New, fast growing industries often attract strong competition which can lead to substandard returns for investors. Ironically, often the reason for such an unprofitable environment is that investors, seeking to benefit from favourable industry conditions, are willing to provide plenty of capital which encourages new entrants.
One way around this problem is to back companies that stand to benefit indirectly, through related activities. These companies can often remain under the radar, as attention is instead focused on the industry in question.
Here are two examples of such companies listed on the ASX.
Altium Limited (ASX: ALU)
The Internet of Things removes the need for humans to transfer information across the internet by connecting objects directly using electronic sensors. These "smart" devices are able to operate with little input from the user and can tell when they need replacing.
Altium doesn't make these products, but it provides software that is essential to the process. It develops printed circuit board (PCB) design software and whilst there are competitors, Altium is the fourth largest company in the global marketplace.
Furthermore, the top four companies in the PCB market make up 91% of revenue and so there is a relatively small number of companies competing in a rapidly growing industry. Also, new entrants would find it difficult because the specialised software that Altium makes cannot be easily replicated, as it is the result of decades of research and development.

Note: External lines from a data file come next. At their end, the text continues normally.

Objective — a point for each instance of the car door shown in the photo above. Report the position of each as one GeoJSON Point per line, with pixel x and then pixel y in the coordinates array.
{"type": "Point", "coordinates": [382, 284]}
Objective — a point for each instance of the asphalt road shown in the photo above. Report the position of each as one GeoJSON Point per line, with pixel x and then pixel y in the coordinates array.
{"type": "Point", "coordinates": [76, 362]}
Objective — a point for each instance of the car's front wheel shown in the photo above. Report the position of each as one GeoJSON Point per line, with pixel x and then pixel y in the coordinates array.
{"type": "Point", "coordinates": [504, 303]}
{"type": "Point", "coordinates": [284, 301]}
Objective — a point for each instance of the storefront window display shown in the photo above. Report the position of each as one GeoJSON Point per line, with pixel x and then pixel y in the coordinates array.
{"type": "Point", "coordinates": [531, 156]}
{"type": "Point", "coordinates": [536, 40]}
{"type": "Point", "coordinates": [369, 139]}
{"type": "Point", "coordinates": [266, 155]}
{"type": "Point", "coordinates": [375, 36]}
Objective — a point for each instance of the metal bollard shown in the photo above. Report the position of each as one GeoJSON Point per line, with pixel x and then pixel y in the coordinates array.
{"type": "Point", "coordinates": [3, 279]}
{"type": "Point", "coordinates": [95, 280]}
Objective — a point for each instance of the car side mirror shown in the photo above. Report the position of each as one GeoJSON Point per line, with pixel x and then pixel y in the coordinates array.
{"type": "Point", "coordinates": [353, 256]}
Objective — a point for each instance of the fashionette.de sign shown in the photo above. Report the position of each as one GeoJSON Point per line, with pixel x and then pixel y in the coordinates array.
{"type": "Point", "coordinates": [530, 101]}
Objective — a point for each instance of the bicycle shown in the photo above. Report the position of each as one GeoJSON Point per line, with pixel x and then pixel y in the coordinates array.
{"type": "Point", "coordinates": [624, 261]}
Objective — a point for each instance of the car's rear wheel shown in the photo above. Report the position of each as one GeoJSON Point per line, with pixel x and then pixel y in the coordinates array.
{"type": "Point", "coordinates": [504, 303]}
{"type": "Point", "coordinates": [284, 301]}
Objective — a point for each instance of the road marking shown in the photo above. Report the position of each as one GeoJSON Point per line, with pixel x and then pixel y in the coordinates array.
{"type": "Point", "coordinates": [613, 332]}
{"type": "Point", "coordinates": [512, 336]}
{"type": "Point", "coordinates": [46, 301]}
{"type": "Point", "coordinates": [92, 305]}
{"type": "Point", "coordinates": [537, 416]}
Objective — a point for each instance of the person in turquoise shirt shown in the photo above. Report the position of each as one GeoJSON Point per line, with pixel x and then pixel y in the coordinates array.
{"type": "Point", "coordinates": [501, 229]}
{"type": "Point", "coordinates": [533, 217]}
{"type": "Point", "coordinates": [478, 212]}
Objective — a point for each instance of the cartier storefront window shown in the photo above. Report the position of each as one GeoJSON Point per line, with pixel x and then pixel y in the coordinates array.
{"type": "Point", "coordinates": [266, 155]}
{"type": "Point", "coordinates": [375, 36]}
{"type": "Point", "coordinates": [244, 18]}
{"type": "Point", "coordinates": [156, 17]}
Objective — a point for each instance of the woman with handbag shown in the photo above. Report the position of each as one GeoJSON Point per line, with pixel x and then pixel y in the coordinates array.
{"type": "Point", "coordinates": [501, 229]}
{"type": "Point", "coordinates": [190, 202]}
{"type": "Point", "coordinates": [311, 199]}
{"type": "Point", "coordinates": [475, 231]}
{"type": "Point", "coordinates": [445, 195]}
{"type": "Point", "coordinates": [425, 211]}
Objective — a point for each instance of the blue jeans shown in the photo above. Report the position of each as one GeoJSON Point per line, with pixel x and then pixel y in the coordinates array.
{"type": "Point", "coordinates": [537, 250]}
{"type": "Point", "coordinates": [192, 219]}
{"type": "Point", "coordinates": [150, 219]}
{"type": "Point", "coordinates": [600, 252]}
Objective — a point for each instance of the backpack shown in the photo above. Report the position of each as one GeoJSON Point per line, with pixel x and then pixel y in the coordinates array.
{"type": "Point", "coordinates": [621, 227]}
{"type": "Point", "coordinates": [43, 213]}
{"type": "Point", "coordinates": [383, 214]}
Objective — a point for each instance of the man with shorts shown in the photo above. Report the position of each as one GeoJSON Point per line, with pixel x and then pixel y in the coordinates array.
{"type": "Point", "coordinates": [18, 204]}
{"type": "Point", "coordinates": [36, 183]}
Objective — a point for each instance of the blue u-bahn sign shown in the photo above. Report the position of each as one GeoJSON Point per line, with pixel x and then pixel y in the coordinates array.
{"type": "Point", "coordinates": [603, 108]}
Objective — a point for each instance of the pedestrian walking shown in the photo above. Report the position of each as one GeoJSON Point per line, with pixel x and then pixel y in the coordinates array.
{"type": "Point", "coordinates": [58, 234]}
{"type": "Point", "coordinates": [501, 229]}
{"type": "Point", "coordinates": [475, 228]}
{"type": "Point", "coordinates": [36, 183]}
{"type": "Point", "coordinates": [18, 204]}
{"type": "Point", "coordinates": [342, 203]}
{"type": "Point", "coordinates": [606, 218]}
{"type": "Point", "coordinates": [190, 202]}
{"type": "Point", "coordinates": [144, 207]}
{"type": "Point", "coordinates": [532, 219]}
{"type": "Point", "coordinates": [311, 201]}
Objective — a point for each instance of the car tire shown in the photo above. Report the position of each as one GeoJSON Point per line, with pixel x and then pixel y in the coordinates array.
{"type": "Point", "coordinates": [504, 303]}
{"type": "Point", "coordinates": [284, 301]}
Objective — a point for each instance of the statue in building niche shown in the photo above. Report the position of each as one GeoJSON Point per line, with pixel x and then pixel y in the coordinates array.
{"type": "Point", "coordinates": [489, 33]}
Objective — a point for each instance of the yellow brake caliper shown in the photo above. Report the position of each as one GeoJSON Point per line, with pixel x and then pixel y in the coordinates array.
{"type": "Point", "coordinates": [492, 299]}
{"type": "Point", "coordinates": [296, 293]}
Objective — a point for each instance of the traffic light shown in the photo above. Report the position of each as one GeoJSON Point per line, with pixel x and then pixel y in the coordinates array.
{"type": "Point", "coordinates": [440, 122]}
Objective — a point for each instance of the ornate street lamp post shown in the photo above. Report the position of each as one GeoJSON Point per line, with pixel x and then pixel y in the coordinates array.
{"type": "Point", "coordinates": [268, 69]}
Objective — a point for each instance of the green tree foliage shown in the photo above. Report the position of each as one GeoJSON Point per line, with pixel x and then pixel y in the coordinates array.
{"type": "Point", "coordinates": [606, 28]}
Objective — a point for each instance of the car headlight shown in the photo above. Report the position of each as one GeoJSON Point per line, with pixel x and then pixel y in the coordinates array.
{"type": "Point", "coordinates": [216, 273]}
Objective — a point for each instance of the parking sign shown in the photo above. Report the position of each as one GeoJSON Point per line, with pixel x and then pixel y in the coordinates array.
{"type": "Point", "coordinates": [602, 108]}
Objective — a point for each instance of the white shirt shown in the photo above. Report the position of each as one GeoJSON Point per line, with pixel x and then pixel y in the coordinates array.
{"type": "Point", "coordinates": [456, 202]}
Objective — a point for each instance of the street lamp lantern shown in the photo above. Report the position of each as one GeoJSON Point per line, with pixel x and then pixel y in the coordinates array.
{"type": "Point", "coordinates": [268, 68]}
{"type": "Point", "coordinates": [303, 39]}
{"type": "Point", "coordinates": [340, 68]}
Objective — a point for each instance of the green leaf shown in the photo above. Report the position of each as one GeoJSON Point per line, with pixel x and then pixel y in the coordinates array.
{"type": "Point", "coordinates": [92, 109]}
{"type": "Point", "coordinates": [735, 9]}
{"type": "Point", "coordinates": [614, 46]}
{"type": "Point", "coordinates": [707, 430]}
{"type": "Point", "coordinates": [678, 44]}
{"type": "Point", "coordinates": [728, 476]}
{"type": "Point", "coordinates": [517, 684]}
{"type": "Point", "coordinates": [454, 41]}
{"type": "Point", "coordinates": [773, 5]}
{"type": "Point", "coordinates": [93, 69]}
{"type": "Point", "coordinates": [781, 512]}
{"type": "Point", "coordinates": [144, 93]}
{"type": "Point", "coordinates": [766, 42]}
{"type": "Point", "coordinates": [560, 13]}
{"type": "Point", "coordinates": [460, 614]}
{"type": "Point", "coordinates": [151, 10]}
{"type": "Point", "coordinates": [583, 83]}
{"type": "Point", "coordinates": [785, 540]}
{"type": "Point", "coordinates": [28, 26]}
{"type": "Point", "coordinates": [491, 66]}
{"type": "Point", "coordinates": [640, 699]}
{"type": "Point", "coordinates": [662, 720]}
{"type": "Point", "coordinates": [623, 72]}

Revenues are currently growing at over 10% per year and thanks to low variable costs, profits are set to grow far more quickly. With the Internet of Things just beginning, there is no reason that Altium can't keep growing for many years.
Lifehealthcare Group Ltd (ASX: LHC)
3D printing could potentially provide cheap customised joint implants and is already used by surgeons to visualise unusual fractures and deformities. In general, medical devices are improving all the time and so manufacturers must invest heavily to stay ahead of the curve.
As a major distributor of medical devices in Australia, Lifehealthcare Group benefits from the aging population but is not handicapped by the constant evolution of the industry. It has recently partnered with a medical 3D printing specialist providing low risk exposure to an exciting sector.
In a recent interview, CEO Daren McKennay explained that Lifehealthcare's strategy is to deliver exceptional customer service and expand into new product lines with strong growth prospects.
Simple strategies tend to work well, and as a local company, Lifehealthcare has an advantage over its large multinational peers when it comes to responding to customer needs.